Quelques mots sur l’œuvre déconcertante de Raymond Federman permettront peut-être de mieux cerner les difficultés auxquels ces auteurs s’affrontent. Émigré aux États-Unis, l’écrivain est aujourd’hui trop peu lu en France malgré le caractère résolument novateur de ses textes. Ostensiblement expérimentale et postmoderne, son œuvre se situe en porte-à-faux avec les attentes du lecteur quant à la mémoire de la Shoah. Plus : elle s’en joue en développant une esthétique délibérément anti-mimétique. Fransiska Louwagie nous en donne un aperçu en étudiant La Fourrure de ma Tante Rachel en parallèle de sa version anglaise, traduite par l’auteur lui-même.

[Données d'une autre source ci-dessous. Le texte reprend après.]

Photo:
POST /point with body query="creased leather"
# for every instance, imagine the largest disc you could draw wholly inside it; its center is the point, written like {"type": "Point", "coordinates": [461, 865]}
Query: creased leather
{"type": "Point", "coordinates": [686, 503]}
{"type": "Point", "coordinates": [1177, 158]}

L’accumulation de digressions y retarde sans cesse l’histoire de la tante Rachel qui ne sera pas racontée au lecteur alors qu’elle lui est promise continuellement. C’est dans ce jeu, qui rappelle par certains aspects Jacques le fataliste de Diderot, que se tient l’absence fondamentale, le manque premier chez Federman : celui lié à l’anéantissement de plusieurs membres de sa famille. Ce vide, on le comprend, s’exprime à l’opposé de la manière dont il se manifeste chez Perec, en particulier dans W ou le souvenir d’enfance qui est un texte troué de silences, de ruptures, de béances. À l’incapacité à dire les camps et la mort de la mère chez Perec, répond cette parole intempestive, bavarde et digressive qui, dans sa prolifération même, ne cesse de témoigner du manque dont elle provient et qu’elle ne parvient jamais à recouvrir. La parole prolixe est à la fois ce qui masque la disparition et ce qui l’exhibe.

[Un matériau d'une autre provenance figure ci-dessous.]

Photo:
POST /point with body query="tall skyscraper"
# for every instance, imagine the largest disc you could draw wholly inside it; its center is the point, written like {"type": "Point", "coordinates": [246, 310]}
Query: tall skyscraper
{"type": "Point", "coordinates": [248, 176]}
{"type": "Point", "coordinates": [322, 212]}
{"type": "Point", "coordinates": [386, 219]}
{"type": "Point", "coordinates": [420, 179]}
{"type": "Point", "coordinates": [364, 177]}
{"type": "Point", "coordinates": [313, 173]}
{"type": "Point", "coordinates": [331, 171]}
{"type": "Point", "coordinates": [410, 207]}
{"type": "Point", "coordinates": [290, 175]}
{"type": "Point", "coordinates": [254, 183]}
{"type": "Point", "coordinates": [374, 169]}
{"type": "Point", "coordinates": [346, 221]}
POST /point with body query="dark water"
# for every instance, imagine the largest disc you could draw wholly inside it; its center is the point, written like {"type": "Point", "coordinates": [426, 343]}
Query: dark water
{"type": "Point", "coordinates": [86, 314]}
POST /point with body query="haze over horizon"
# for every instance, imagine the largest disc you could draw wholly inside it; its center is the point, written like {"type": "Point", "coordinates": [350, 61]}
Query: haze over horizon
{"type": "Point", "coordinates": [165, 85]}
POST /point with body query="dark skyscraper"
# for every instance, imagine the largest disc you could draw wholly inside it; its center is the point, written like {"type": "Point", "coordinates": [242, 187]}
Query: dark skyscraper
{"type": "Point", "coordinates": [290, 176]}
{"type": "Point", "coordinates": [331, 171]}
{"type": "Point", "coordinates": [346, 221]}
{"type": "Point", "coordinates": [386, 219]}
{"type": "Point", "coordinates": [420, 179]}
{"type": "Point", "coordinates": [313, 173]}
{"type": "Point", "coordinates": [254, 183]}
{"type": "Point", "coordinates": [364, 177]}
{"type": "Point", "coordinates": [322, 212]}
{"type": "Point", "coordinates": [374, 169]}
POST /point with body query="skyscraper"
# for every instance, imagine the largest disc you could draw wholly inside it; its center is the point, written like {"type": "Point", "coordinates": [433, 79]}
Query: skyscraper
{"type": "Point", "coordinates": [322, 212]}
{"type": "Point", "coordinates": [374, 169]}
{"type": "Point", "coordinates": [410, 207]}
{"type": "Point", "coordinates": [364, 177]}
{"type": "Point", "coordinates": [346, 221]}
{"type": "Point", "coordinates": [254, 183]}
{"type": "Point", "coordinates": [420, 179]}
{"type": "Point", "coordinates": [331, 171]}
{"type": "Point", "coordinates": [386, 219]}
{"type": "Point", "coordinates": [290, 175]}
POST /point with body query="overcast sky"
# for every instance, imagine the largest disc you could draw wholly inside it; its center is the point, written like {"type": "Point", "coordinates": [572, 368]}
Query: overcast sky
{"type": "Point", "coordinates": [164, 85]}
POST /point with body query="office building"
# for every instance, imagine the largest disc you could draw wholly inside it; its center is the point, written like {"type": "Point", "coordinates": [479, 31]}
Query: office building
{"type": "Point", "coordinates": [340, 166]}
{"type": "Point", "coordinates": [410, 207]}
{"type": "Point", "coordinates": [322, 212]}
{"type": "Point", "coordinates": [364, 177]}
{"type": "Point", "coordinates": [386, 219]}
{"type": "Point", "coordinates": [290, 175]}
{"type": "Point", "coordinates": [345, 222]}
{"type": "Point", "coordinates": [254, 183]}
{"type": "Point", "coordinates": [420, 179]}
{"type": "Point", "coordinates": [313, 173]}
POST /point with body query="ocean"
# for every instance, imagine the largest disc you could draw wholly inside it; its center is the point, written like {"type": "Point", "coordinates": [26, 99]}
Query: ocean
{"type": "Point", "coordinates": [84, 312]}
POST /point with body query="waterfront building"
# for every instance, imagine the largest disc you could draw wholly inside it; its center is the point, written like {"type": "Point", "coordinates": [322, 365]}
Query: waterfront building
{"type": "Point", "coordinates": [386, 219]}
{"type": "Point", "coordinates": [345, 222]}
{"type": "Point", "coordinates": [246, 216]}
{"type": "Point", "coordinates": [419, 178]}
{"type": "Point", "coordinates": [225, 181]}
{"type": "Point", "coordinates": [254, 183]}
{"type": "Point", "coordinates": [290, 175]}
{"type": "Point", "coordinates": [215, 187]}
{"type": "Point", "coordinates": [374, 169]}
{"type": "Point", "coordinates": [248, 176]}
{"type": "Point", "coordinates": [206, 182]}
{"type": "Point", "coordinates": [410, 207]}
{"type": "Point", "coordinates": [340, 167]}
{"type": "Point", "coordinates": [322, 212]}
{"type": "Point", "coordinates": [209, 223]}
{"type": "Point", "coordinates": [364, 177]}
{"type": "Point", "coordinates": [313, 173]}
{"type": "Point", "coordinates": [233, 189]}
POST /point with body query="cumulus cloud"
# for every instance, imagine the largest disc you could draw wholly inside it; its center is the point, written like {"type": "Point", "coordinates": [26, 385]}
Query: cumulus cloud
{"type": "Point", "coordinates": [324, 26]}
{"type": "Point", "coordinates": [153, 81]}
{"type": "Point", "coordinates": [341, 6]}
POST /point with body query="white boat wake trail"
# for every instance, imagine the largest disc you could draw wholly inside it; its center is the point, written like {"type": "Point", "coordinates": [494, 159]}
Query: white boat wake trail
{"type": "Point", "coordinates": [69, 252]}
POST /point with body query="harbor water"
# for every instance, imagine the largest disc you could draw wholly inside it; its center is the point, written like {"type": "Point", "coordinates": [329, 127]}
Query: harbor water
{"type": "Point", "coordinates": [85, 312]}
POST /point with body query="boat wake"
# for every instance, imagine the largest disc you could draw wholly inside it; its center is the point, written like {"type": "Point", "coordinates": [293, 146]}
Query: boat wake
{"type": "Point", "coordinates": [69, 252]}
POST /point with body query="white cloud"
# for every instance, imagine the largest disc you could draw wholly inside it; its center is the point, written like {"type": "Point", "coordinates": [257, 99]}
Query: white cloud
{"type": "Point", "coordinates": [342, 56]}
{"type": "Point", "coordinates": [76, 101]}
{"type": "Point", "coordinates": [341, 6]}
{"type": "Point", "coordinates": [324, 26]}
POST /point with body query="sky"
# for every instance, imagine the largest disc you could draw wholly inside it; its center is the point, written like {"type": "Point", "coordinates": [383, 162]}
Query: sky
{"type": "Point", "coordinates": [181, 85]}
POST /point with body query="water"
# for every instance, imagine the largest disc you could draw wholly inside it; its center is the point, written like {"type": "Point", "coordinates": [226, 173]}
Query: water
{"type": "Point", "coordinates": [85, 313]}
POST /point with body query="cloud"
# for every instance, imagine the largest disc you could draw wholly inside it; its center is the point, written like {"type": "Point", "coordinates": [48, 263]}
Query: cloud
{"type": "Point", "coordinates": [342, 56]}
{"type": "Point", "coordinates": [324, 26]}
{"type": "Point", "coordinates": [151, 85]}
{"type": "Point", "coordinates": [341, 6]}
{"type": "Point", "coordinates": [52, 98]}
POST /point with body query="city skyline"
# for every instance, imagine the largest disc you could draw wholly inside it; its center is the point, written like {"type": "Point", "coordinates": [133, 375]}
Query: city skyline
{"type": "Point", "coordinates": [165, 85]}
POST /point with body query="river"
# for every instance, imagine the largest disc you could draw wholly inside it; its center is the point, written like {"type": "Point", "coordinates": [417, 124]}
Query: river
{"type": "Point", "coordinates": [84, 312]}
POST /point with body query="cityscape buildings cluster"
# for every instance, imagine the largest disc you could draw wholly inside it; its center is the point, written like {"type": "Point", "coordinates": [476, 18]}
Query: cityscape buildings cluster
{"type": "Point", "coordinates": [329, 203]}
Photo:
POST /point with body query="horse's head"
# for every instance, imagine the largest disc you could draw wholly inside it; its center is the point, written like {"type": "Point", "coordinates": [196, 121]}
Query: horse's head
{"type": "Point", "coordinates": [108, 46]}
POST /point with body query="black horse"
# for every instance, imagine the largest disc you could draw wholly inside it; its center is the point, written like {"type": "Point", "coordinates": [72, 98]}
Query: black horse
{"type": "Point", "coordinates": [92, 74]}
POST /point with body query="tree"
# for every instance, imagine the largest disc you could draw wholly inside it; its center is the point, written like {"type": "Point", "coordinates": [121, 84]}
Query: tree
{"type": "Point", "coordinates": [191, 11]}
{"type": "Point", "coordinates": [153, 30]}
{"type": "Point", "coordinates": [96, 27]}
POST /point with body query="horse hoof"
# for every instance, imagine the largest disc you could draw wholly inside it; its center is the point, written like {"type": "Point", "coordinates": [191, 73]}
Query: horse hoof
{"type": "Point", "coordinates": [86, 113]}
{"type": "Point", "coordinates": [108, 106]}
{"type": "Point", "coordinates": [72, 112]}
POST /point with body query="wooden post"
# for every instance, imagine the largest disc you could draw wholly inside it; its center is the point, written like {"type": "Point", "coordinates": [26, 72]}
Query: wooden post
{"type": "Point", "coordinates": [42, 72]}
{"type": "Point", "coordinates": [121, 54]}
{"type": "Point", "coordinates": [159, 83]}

Tous ces auteurs partagent ainsi, comme l’indique Fransiska Louwagie, une propension, souvent plus forte que chez leurs prédécesseurs, à théoriser leur rapport à l’événement, à la mémoire et à l’écriture qui en résulte. Cette tendance correspond à ce que l’essai appelle une « surconscience postmémorielle » (43), terme forgé en référence au concept de « surconscience linguistique » que Lise Gauvin analyse pour les auteurs francophones postcoloniaux chez qui la langue ne va pas soi. En l’occurrence, dans cette littérature d’après, c’est la mémoire qui ne revêt aucune forme d’évidence, et peut-être encore moins de légitimité, comme on le voit très nettement dans W ou le souvenir d’enfance de Perec où l’auteur ne parvient à aborder le génocide que par l’entremise d’une fiction, une utopie au sujet d’une île appelée W et où le sport règne en maître. Celle-ci se révèle peu à peu être un terrible reflet de l’univers concentrationnaire. Il y a là une substitution essentielle : à la place du discours autobiographique incapable de dire ce qui n’a pas été vécu, ce dont on n’est pas le témoin, se tient une fiction qui ne pourra exprimer les choses que de manière indirecte et approximative. Et c’est d’ailleurs fréquemment dans le rapport au langage que cette « surconscience postmémorielle » se dévoile, comme en attestent les jeux sur la langue, en particulier chez Federman et Perec. Le plus exemplaire d’entre eux est certainement ce lipogramme qui, dans La Disparition de Perec, supprime la lettre e dans l’ensemble des trois cent pages du roman. Or, lu en regard de son intrigue où des personnages appartenant à une même famille disparaissent les uns après les autres sans qu’on ne retrouve jamais leur corps, cette ablation de la lettre e ne peut plus être tenue pour un simple jeu gratuit ou virtuose : c’est l’image implicite et glaçante d’une élimination arbitraire et mathématique, la métaphore implacable d’une extermination en série. Et c’est surtout le signe que cet anéantissement, qui n’a pas été vécu directement, se dit souvent, pour ces générations d’après, dans l’oblique d’un rapport à la langue et à l’écriture que la Shoah détermine elle-même en profondeur.

Fransiska Louwagie, Témoignage et littérature d’après Auschwitz, Rodopi/Brill, « Faux Titre », juin 2020, 383 p.